= Nawab of Mamdot =

Royal title in Pakistan

The Nawab of Mamdot was the title of the hereditary rulers of Mamdot, a princely state in Punjab, Pakistan.

==Background==
The Nawabs of Mamdot are from the Kheshgi family. They are a cadet branch of the Nawabs of Kasur.

In 1794, Nizamuddin and his younger brother Qutbuddin, established themselves as rulers of Kasur. Following the death of his elder brother, Qutbuddin began to openly challenge the authority of Maharajah Ranjit Singh and in February 1807, the Maharajah marched on Kasur and removed Qutbuddin from power. As a gesture of goodwill the Maharajh granted Qutbuddin the jagir of Mamdot, territory which he had recently acquired from the Rai of Raikot. In 1831, Qutbuddin was ousted as jagir by his nephew Fatehuddin and soon after died in Amritsar. The Maharajah in turn replaced Fatehuddin with Jamaluddin, the eldest son of Qutubudin.

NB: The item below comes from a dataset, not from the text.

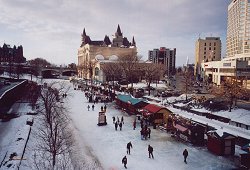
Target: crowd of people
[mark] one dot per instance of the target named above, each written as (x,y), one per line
(145,131)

In 1845, the East India Company offered to confirm Jamaluddin's status in return for support during the forthcoming Sutlej Campaign. Jamaluddin opposed the British at the battles of Mudki and Ferozeshah and in the latter his brother Fatehuddin was killed. Towards the end of the campaign, sensing a British victory, he offered them support at Ferozepur when under attack by the Khalsa Army. For this assistance, in 1848 the British allowed him to retain his possessions and awarded him the title of Nawab. However, later accusations of abuse of power and oppression led to an investigation against him, and he was stripped of his powers in 1855. The state of Mamdot subsequently became part of Firozpur district and the title went into abeyance. On the death of Jamaluddin in 1863, the succession of Mamdot was disputed among the sons of Jamaluddin and his younger brother Jalaluddin.

On 5 October 1864, the Governor-General of India under the authority of the British Crown conferred the hereditary title of Nawab of Mamdot on Jalaluddin. Although he had opposed the British during the Sutlej Campaign, he was deemed untainted by his brother's mis-governance, and rewarded for faithful service during the Second Anglo-Sikh War and the Indian Rebellion of 1857. In 1870, Jamaluddin was made an Honorary Magistrate, and he died in 1875. His titles and possessions passed to his eldest son Nizamuddin.

==Nawabs of Mamdot==
- Nawab Jamaluddin Khan (died 1863)
- Nawab Jalaluddin Khan (died 1875)
- Nawab Nizamuddin Khan (1862–1891), eldest son of the first Nawab
- Nawab Ghulam Qutbuddin Khan (1889–1928), eldest son of the second Nawab
- Nawab Sir Shahnawaz Khan (1883–1942), great nephew of the first Nawab
- Nawab Iftikhar Hussain Khan (1906–1969) (eldest son of the fourth Nawab), Nawab Aslam Khan Mamdot (middle son of the fourth Nawab), Nawab Zulfiqar Khan Mamdot (youngest son of the fourth Nawab)
- Nawab Pervaiz Iftikhar Mamdot (eldest son of Nawab Iftikhar), Nawab Suhail Khan Mamdot (elder son of Nawab Aslam), Nawab Naveed Aslam Khan Mamdot (younger son of Nawab Aslam), Abdul Qadir Mamdot (son of Nawab Zulfiqar)
- Nawab Shahnawaz Mamdot, eldest son of the sixth Nawab

==Present day==
The Mamdot family play a key role in Pakistani politics serving as one of the country's largest landowners and influential political families.